On 10/23/2023 20:15, Jarkko Sakkinen wrote:
Add tpm_buf_read_u8(), tpm_buf_read_u16() and tpm_read_u32() for the sake
of more convenient parsing of TPM responses.
Signed-off-by: Jarkko Sakkinen <jarkko@xxxxxxxxxx>
---
drivers/char/tpm/tpm-buf.c | 69 ++++++++++++++++++++++++++++++++++++++
include/linux/tpm.h | 3 ++
2 files changed, 72 insertions(+)
diff --git a/drivers/char/tpm/tpm-buf.c b/drivers/char/tpm/tpm-buf.c
index f1d92d7e758d..bcd3cbcd9dd9 100644
--- a/drivers/char/tpm/tpm-buf.c
+++ b/drivers/char/tpm/tpm-buf.c
@@ -124,3 +124,72 @@ void tpm_buf_append_u32(struct tpm_buf *buf, const u32 value)

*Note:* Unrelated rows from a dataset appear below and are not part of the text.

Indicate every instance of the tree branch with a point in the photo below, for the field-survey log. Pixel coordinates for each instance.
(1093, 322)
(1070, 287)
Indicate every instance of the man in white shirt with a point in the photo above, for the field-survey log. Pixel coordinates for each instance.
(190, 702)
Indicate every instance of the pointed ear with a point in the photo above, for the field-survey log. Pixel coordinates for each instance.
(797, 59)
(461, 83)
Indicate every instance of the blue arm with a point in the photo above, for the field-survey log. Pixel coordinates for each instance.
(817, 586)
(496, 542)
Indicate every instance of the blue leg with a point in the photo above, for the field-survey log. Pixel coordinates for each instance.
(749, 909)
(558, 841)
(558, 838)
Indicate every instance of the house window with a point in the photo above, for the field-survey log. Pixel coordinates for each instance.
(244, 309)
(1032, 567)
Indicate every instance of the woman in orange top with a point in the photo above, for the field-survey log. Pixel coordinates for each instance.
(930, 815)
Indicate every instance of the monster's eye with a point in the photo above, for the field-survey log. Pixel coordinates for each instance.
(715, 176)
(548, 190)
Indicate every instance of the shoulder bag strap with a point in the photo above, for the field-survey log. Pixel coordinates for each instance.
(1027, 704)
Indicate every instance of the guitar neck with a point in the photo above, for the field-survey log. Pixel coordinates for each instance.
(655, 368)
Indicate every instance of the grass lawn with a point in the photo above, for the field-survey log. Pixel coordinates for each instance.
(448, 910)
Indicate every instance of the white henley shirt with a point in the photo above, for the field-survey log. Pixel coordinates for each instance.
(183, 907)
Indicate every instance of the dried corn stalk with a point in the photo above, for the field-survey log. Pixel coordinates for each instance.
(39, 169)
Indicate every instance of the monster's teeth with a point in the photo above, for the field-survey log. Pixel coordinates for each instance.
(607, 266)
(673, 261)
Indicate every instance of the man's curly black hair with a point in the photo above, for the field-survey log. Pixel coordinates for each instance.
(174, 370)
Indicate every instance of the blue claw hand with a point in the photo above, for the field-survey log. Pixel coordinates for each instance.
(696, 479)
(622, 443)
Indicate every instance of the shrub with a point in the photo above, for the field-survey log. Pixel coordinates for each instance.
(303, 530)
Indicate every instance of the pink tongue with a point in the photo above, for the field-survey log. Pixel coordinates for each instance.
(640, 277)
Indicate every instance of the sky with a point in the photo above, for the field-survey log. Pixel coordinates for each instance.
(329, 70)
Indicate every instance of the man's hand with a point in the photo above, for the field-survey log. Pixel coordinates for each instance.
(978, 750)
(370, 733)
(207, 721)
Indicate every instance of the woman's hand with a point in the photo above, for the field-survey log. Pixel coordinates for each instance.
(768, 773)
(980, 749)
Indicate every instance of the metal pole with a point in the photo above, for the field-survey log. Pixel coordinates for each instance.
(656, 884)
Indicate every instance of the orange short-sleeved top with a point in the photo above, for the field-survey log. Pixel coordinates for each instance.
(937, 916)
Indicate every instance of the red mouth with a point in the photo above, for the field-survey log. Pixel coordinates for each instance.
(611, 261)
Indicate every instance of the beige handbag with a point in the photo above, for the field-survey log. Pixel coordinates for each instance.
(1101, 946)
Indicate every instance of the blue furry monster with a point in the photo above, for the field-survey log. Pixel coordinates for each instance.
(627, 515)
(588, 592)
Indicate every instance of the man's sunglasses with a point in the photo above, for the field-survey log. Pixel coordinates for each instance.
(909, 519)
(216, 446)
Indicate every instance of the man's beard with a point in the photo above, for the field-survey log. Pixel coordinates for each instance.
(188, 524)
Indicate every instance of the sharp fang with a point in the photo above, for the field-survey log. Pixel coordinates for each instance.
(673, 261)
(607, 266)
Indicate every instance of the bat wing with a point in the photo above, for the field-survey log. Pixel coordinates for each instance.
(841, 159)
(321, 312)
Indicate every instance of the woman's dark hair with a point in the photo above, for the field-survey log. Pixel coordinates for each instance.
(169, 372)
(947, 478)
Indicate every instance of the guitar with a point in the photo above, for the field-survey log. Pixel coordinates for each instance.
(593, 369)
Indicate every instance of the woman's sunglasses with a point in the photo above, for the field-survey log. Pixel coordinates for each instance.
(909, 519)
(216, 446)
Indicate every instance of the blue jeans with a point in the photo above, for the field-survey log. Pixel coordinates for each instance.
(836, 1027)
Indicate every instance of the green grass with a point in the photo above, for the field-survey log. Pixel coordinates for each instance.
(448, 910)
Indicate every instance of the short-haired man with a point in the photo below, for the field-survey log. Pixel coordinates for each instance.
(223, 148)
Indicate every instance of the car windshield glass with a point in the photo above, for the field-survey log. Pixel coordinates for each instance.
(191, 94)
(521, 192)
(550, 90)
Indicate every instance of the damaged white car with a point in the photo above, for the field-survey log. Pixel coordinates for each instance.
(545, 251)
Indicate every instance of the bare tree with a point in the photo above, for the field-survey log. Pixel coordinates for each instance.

tpm_buf_append(buf, (u8 *)&value2, 4);
}
EXPORT_SYMBOL_GPL(tpm_buf_append_u32);
+
+/**
+ * tpm_buf_read() - Read from a TPM buffer
+ * @buf: &tpm_buf instance
+ * @offset: offset within the buffer
+ * @count: the number of bytes to read
+ * @output: the output buffer
+ */
+static void tpm_buf_read(const struct tpm_buf *buf, off_t *offset, size_t count, void *output)
+{
+ if (*(offset + count) >= buf->length) {
+ WARN(1, "tpm_buf: overflow\n");
+ return;
+ }
In the overflow case wouldn't you want to pass an error code up instead
of just showing a WARN trace?
The helper functions can't tell the difference, and the net outcome is
going to be that if there is overflow you get a warning trace in the
kernel log and whatever garbage "value" happened to have going to the
caller. It's a programmer error but it's also unpredictable what
happens here.
I think it's cleaner to have callers of
tpm_buf_read_u8/tpm_buf_read_u16/tpm_buf_read_u32 to to be able to know
something wrong happened.
+
+ memcpy(output, &buf->data[*offset], count);
+ *offset += count;
+}
+
+/**
+ * tpm_buf_read_u8() - Read 8-bit word from a TPM buffer
+ * @buf: &tpm_buf instance
+ * @offset: offset within the buffer
+ *
+ * Return: next 8-bit word
+ */
+u8 tpm_buf_read_u8(const struct tpm_buf *buf, off_t *offset)
+{
+ u8 value;
+
+ tpm_buf_read(buf, offset, sizeof(value), &value);
+
+ return value;
+}
+EXPORT_SYMBOL_GPL(tpm_buf_read_u8);
+
+/**
+ * tpm_buf_read_u16() - Read 16-bit word from a TPM buffer
+ * @buf: &tpm_buf instance
+ * @offset: offset within the buffer
+ *
+ * Return: next 16-bit word
+ */
+u16 tpm_buf_read_u16(const struct tpm_buf *buf, off_t *offset)
+{
+ u16 value;
+
+ tpm_buf_read(buf, offset, sizeof(value), &value);
+
+ return be16_to_cpu(value);
+}
+EXPORT_SYMBOL_GPL(tpm_buf_read_u16);
+
+/**
+ * tpm_buf_read_u32() - Read 32-bit word from a TPM buffer
+ * @buf: &tpm_buf instance
+ * @offset: offset within the buffer
+ *
+ * Return: next 32-bit word
+ */
+u32 tpm_buf_read_u32(const struct tpm_buf *buf, off_t *offset)
+{
+ u32 value;
+
+ tpm_buf_read(buf, offset, sizeof(value), &value);
+
+ return be32_to_cpu(value);
+}
+EXPORT_SYMBOL_GPL(tpm_buf_read_u32);
diff --git a/include/linux/tpm.h b/include/linux/tpm.h
index 687b5173bdab..6590bd1f0a0e 100644
--- a/include/linux/tpm.h
+++ b/include/linux/tpm.h
@@ -337,6 +337,9 @@ void tpm_buf_append(struct tpm_buf *buf, const u8 *new_data, u16 new_length);
void tpm_buf_append_u8(struct tpm_buf *buf, const u8 value);
void tpm_buf_append_u16(struct tpm_buf *buf, const u16 value);
void tpm_buf_append_u32(struct tpm_buf *buf, const u32 value);
+u8 tpm_buf_read_u8(const struct tpm_buf *buf, off_t *offset);
+u16 tpm_buf_read_u16(const struct tpm_buf *buf, off_t *offset);
+u32 tpm_buf_read_u32(const struct tpm_buf *buf, off_t *offset);
/*
* Check if TPM device is in the firmware upgrade mode.